# Critique a coming 6yr old haflinger?



## Lawrite_Haflinger (Aug 3, 2008)

This is my mare, Lawrita. Before I'm done with her(as in, retiring her), I want to do, well, EVERYTHING with her; from western pleasure to at least schooling 2nd level dressage. My ultimate goal would be to successfully complete a novice 3 day event with her, without killing/maiming myself or her.

So, what do you all think? Will she excel at anything in particular or do her short, upright pasterns spell arthritis if she undergoes a heavy work load? Am I expecting too much out of a mare not physically capable?

Thank you all in advance for your expertise! Oh, and these pictures are pretty shoddy, because A: Lawrita's legs look like sasquatch(hairy!), and B: she's not standing very square and her front legs look wonky. If these don't work, I can take more and I'll dig my showmanship pictures from the summer out of the innermost depths of the computer for a good side view.


----------



## smrobs (Jul 30, 2008)

Her pasterns may be short, but I don't consider them very upright. They actually have good angle, they are just, like you said, very short LOL. She does appear to toe out on the front and may have a slight case of calf-knees but with just the one pic from the front and the one pic of the side, I will reserve final judgement on both those things because horses can darn sure stand wonky and make themselves look much worse off than they actually are :lol:.

I honestly don't see anything in her conformation that would worry me as far as long-term soundness under heavy work. Whether she has the movement/ability to reach the levels you strive for is an answer I do not know, that is between you and her.

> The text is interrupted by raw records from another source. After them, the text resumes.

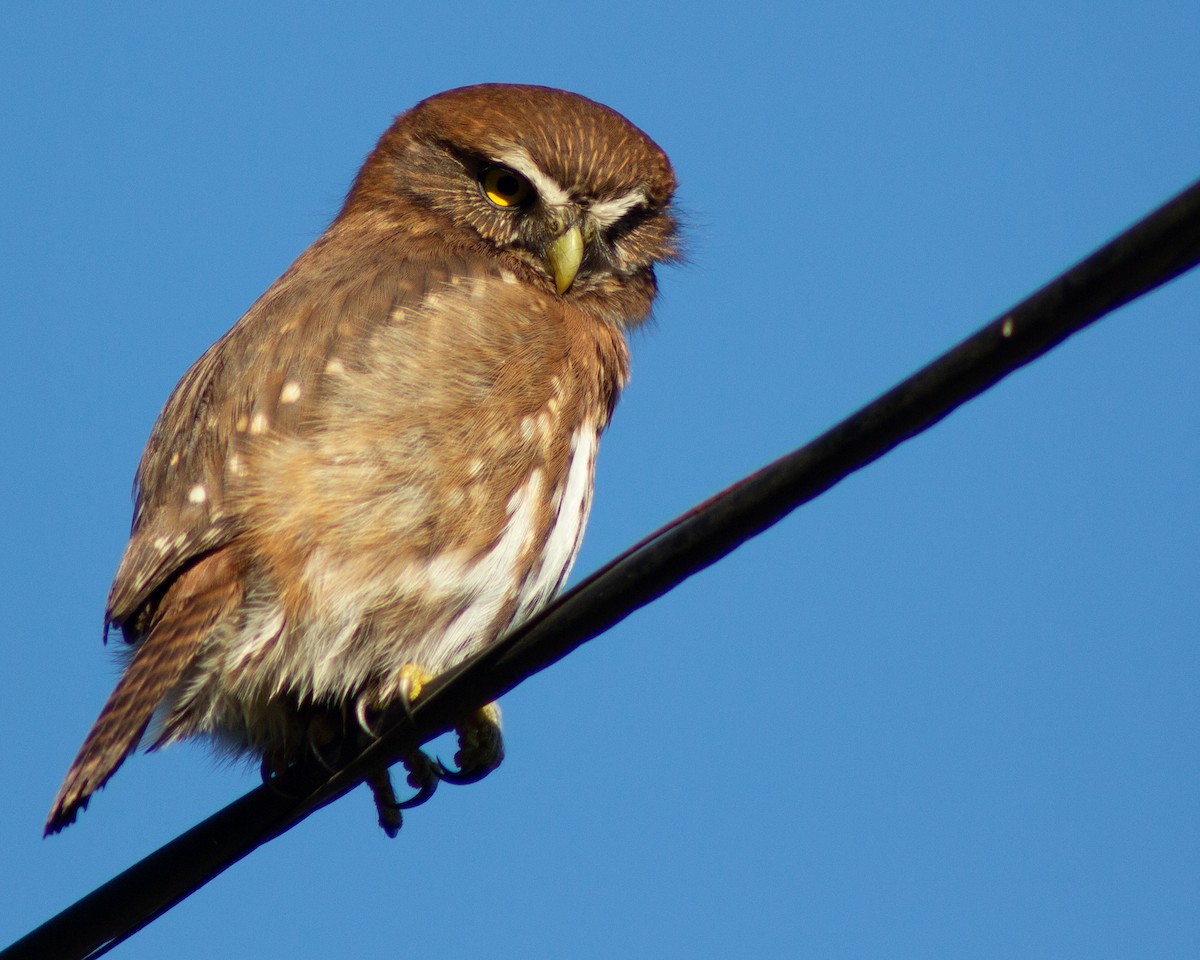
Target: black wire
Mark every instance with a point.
(1152, 252)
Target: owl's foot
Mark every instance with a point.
(423, 777)
(480, 748)
(480, 742)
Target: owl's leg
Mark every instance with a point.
(480, 742)
(423, 777)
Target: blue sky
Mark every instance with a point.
(949, 709)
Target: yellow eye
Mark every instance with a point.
(504, 187)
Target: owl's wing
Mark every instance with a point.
(262, 379)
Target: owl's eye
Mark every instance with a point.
(504, 187)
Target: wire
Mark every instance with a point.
(1146, 256)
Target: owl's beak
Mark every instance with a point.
(564, 257)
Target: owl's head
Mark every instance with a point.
(565, 191)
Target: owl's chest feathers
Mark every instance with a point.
(443, 498)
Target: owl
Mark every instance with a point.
(388, 461)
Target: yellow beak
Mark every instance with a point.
(564, 257)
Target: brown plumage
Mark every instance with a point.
(388, 461)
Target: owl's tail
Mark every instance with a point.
(202, 597)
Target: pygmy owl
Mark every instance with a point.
(389, 460)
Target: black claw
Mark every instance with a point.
(424, 795)
(426, 774)
(461, 778)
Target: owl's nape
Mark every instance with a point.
(388, 461)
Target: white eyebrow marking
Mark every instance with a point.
(607, 213)
(547, 189)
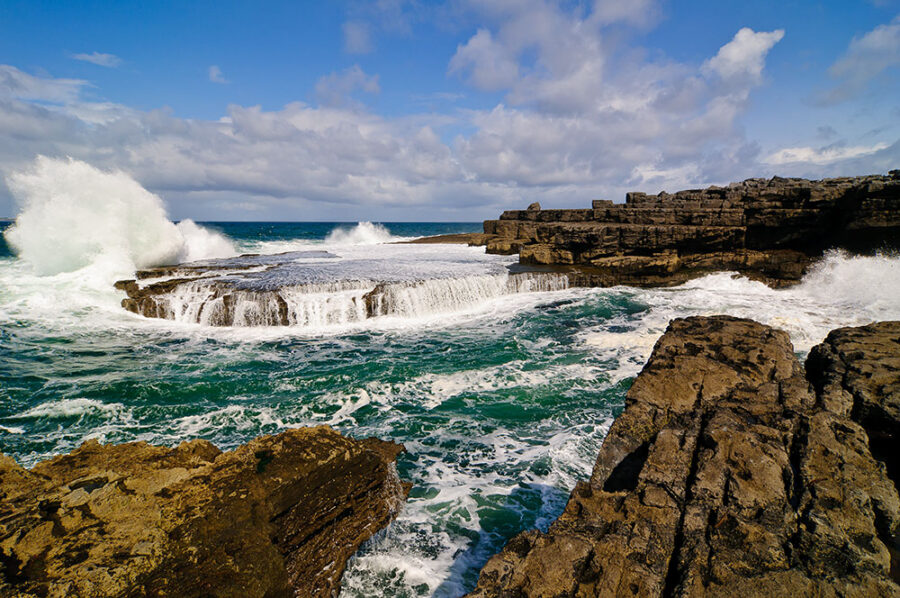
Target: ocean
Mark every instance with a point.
(501, 395)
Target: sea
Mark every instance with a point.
(500, 393)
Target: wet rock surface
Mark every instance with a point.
(278, 516)
(313, 289)
(730, 473)
(769, 229)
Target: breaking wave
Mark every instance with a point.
(364, 233)
(74, 215)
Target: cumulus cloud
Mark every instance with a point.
(745, 55)
(215, 75)
(583, 114)
(823, 155)
(865, 59)
(100, 59)
(490, 66)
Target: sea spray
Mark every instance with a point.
(74, 215)
(364, 233)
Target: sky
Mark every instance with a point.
(407, 110)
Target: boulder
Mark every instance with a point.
(278, 516)
(729, 474)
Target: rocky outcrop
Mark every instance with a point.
(730, 474)
(768, 229)
(278, 516)
(244, 291)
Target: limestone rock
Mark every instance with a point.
(278, 516)
(704, 230)
(727, 475)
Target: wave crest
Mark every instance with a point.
(74, 215)
(364, 233)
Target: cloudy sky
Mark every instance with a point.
(446, 111)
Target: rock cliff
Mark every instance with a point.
(278, 516)
(732, 472)
(767, 229)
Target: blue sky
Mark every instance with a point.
(407, 110)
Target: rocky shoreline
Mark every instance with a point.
(767, 229)
(278, 516)
(732, 472)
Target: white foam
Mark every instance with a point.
(72, 408)
(346, 302)
(74, 216)
(364, 233)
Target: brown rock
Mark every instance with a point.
(278, 516)
(708, 229)
(726, 475)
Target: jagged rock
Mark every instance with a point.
(703, 230)
(278, 516)
(727, 475)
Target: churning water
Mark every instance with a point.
(500, 391)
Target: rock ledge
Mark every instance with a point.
(278, 516)
(732, 472)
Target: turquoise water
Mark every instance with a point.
(501, 405)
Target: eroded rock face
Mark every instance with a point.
(278, 516)
(768, 229)
(728, 475)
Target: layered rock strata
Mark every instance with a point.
(278, 516)
(767, 229)
(731, 474)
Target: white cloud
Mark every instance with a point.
(490, 65)
(357, 38)
(866, 58)
(216, 76)
(20, 85)
(824, 155)
(335, 89)
(100, 59)
(583, 115)
(745, 55)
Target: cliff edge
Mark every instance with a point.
(768, 229)
(278, 516)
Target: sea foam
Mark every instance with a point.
(74, 215)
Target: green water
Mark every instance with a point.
(501, 407)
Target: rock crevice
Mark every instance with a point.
(278, 516)
(732, 471)
(768, 229)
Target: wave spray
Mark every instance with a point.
(74, 215)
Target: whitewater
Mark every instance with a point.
(501, 392)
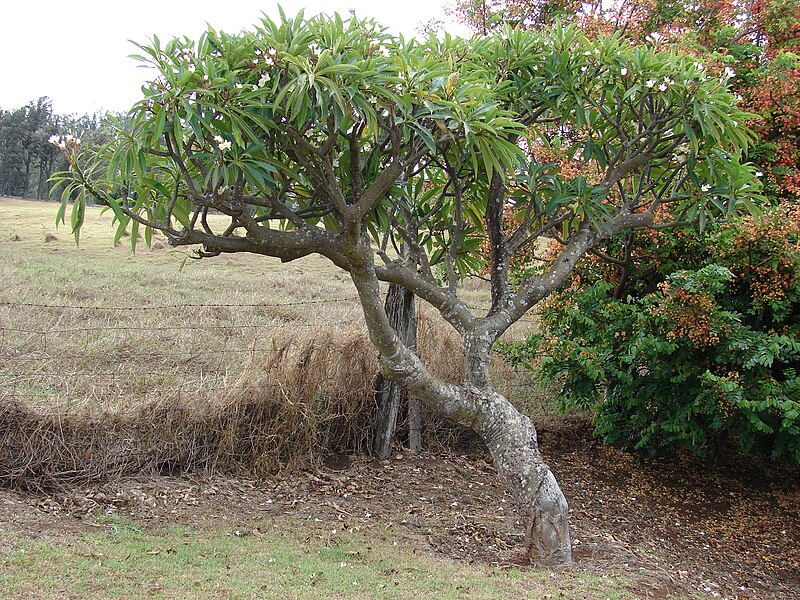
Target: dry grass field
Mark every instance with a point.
(115, 362)
(148, 415)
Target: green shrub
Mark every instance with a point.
(710, 355)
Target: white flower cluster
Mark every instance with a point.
(663, 86)
(64, 142)
(222, 143)
(268, 56)
(654, 38)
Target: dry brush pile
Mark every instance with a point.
(310, 395)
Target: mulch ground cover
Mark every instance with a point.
(678, 526)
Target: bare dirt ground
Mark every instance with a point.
(677, 528)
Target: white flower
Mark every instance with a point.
(222, 143)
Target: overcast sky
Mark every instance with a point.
(76, 51)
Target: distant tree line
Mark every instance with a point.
(27, 158)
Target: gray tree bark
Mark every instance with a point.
(509, 435)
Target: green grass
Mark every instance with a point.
(125, 562)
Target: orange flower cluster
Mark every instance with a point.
(691, 315)
(765, 252)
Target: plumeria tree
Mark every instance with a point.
(328, 136)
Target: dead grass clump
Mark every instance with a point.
(315, 393)
(311, 395)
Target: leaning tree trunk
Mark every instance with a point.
(511, 439)
(400, 309)
(509, 435)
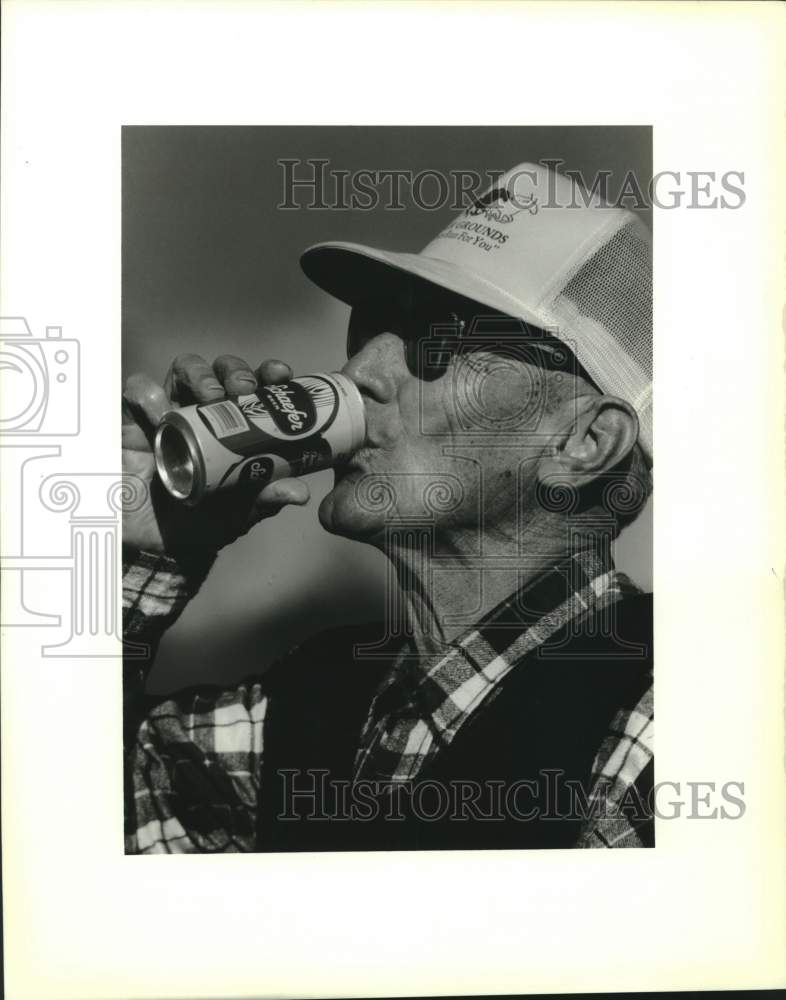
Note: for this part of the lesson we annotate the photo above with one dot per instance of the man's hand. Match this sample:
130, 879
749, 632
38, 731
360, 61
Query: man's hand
162, 524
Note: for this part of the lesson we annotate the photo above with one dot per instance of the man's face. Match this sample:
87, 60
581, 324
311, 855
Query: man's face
455, 420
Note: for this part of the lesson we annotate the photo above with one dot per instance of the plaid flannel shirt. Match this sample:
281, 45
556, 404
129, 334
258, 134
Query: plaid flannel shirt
193, 760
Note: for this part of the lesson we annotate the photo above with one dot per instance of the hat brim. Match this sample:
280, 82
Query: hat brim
352, 272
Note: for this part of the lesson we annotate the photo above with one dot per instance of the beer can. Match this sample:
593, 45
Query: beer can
292, 428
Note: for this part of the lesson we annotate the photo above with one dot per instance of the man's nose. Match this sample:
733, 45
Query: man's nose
378, 367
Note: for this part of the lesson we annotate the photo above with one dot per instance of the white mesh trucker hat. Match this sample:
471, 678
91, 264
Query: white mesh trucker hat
537, 247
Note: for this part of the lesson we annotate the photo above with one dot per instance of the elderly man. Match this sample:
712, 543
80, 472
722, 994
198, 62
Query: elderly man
506, 374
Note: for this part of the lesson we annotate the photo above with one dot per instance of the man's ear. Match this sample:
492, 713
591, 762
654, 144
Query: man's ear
602, 435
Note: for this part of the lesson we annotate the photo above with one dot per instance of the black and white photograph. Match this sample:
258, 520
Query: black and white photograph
391, 428
435, 344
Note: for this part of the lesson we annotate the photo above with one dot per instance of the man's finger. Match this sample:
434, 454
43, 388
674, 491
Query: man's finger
142, 395
280, 494
273, 371
192, 380
235, 374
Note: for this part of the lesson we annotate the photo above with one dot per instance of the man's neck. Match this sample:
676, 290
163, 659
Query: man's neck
451, 583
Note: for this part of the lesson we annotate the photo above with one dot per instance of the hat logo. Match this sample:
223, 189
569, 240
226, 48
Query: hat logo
493, 205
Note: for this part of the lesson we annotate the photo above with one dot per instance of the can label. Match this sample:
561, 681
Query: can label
272, 413
287, 429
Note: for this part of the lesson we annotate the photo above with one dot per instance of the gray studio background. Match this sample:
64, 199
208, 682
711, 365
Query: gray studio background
210, 265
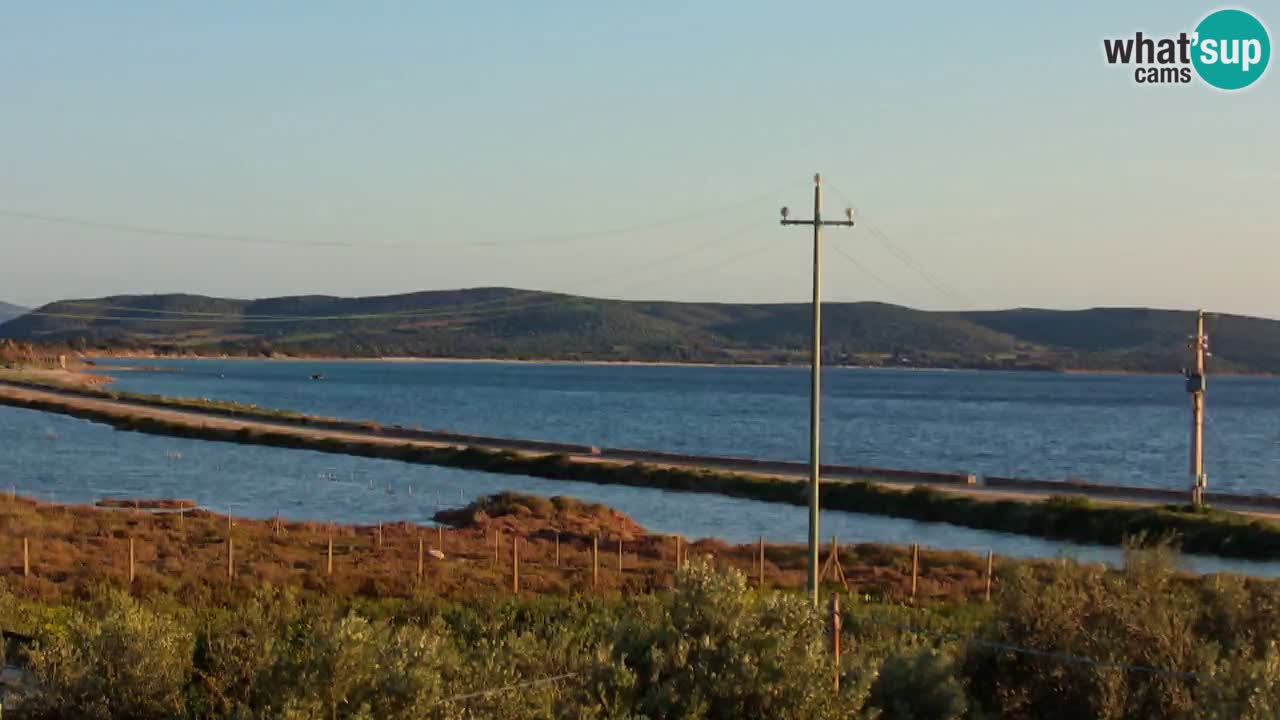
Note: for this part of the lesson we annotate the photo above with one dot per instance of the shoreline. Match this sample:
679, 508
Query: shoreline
400, 359
1051, 510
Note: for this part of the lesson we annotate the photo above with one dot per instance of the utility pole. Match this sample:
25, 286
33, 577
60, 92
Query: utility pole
1196, 387
816, 378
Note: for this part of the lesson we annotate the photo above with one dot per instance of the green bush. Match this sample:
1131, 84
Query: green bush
920, 686
721, 651
128, 661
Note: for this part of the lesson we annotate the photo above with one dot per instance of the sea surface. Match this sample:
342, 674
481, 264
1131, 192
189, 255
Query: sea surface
1042, 425
1123, 429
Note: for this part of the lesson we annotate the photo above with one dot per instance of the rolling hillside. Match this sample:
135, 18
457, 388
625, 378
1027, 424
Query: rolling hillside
9, 311
529, 324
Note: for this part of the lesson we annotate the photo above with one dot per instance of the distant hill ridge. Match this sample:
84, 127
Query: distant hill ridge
510, 323
9, 311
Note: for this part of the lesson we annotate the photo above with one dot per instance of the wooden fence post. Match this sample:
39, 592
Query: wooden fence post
835, 638
762, 561
990, 566
515, 565
915, 566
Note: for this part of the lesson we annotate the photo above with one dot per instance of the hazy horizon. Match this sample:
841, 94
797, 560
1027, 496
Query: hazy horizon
634, 153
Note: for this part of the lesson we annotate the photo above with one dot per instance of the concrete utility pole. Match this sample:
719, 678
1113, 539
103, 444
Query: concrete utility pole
1196, 387
816, 379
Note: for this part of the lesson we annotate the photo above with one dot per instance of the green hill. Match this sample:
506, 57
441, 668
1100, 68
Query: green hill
530, 324
9, 311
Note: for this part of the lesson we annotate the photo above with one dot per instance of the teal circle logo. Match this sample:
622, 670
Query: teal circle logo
1232, 49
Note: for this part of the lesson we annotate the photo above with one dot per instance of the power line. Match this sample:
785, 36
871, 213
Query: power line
264, 240
897, 292
905, 258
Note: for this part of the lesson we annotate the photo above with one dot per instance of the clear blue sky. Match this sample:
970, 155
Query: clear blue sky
988, 140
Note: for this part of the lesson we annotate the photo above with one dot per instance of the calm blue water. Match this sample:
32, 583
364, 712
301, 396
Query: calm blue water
1116, 428
1127, 429
63, 459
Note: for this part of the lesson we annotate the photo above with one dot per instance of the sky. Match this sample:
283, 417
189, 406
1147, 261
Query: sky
995, 159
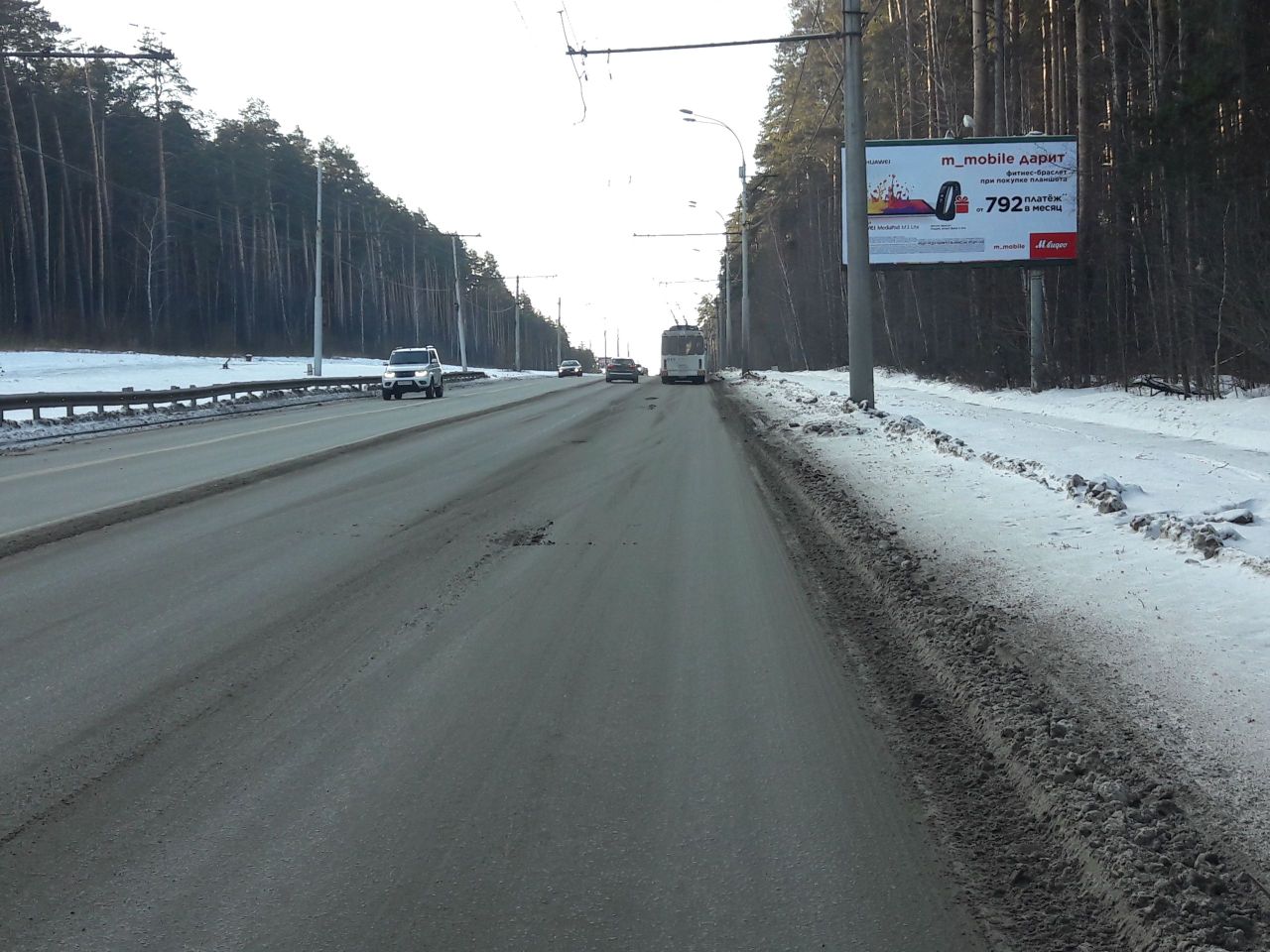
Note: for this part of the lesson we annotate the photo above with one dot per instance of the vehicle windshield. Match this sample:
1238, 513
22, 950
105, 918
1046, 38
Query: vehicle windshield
676, 345
409, 357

Like with any horse, condition her properly, prepare her properly for the amount and difficulty of the work, and be aware of any moment when she just doesn't feel "right". Pay attention to her, she'll tell you when she has more to give and when she's had enough.


----------



## Lawrite_Haflinger (Aug 3, 2008)

Thank you very much! Is Lawrita's calf kneeishness those little lumps of bone that protrude out of the back of her knees? I've always wondered about those, because I've never seen another horse with knees quite like that. Isn't being calf kneed a VERY severe conformational flaw? I've cropped a picture of her leg from this summer, when it wasn't quite so hairy. I'll post it as soon as I can figure out how!


----------



## Allison Finch (Oct 21, 2009)

Up until the last couple of years, I have had almost no experience with haffies. Since then, I have met two haffies that have created total respect for the breed. I would not doubt that a haffie could do well in all you seek to do. While being a bit limited in the drafty type movement many have, they more than make up for it in their tractability and open nature.

This haffie was used for roping when my student got him. He was poorly trained for anything, to say the LEAST. However, within a very short time, he was become a really nice foxhunting horse;










His first time going XC showed a tough and courageous mind;










He is really getting the dressage;










And her young daughter has started vaulting on him.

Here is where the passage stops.